Sur le plan individuel comme collectif, l’esprit humain incapable d’assumer ses propres pulsions de domination les projette systématiquement vers l’extérieur. Les militants de cette gauche dogmatique portent en eux une violence latente, une soif d’asservir ceux qui pensent différemment et une intolérance radicale face à l’imprévu ou à la dissidence. Mais comme leur narratif identitaire exige qu’ils soient les incarnations absolues du Bien, ils ne peuvent regarder ces pulsions en face sans sombrer dans une décompensation psychologique.
Le mécanisme de compensation morale (moral licensing) s’active alors à plein régime : en s’investissant d’une mission sacrée (sauver la planète, éradiquer les inégalités, punir les « profiteurs »), ils s’octroient un passe-droit éthique illimité. Puisqu’ils luttent pour l’Utopie, aucun moyen n’est trop brutal, aucun mensonge n’est trop gros, aucune censure n’est trop dure. Leurs propres démons, comme l’envie, la haine de la réussite ou le désir de soumission d’autrui, sont évacués en les collant sur le dos de boucs émissaires faciles : le secteur privé, le contribuable autonome, le libre marché.
L’illusion du Léviathan bienveillant contre l’ordre organique
Le résultat de cette névrose collective est une vénération quasi religieuse de l’appareil d’État. Le bureaucrate centralisé devient le substitut d’une divinité punissant les méchants et distribuant la manne aux vertueux. Cette vision repose sur une cécité complète face à la nature même de l’ordre social : ils sont fondamentalement incapables de concevoir qu’un ordre fonctionnel, pacifique et prospère puisse émerger organiquement d’individus libres échangeant de leur plein gré.

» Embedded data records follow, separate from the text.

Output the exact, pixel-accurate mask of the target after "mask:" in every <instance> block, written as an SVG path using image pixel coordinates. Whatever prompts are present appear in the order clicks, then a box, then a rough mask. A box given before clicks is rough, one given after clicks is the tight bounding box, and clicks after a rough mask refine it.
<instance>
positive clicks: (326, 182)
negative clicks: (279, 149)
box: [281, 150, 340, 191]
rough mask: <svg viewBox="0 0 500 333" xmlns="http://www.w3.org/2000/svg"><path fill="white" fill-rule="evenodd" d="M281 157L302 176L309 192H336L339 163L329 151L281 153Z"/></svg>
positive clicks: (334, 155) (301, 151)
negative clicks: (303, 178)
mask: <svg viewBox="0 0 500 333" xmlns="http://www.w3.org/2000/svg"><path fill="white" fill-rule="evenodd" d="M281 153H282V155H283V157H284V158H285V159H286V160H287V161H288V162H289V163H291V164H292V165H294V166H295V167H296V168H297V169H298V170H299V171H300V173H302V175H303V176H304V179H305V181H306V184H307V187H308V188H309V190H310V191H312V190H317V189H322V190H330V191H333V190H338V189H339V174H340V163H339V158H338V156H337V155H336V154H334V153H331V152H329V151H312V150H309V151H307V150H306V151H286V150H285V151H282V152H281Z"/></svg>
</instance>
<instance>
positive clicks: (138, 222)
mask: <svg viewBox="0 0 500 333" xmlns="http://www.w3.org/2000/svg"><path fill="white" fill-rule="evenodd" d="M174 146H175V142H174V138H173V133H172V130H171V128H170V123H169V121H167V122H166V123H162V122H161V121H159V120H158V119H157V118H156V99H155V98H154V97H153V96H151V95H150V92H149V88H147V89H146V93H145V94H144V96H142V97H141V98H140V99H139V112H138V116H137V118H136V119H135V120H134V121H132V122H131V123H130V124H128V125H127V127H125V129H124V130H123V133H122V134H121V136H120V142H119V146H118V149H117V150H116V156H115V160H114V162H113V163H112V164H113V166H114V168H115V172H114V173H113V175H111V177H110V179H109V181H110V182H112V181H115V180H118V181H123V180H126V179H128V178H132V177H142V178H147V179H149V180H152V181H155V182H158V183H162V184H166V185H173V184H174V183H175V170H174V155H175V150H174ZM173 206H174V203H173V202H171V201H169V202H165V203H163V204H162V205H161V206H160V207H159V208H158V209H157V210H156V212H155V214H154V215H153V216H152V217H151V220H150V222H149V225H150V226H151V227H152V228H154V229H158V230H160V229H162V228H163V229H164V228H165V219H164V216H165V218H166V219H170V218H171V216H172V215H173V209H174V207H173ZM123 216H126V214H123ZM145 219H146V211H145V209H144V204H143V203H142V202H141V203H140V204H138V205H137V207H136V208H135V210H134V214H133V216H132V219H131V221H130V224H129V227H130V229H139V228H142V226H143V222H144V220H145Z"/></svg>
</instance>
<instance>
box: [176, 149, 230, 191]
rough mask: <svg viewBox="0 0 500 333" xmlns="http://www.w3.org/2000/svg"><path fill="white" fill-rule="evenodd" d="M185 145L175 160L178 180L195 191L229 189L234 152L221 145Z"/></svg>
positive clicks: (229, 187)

Pour eux, s’il n’y a pas un comité central, un décret ministériel ou un surveillant politique pour dicter la marche à suivre, la société sombre automatiquement dans l’anomie et le chaos. Ils confondent l’organisation libre avec le désordre, et l’asservissement avec la solidarité. C’est pour cela qu’ils paniquent devant une clinique privée ou une école indépendante : la simple existence d’un espace où l’individu agit hors de leur champ de contrôle brise leur illusion de toute-puissance.
Leur projet n’a jamais été de réparer un système en déroute ; il est d’enfermer chaque individu dans une cage dorée dont ils gardent la clé, tout en exigeant qu’on les remercie pour la nourriture qu’ils nous rationnent. Face à une telle imposture, la seule réponse viable ne passe pas par des compromis avec leurs demi-mesures étouffantes, mais par le refus catégorique de leur chantage moral et l’affirmation sans concession de la souveraineté individuelle.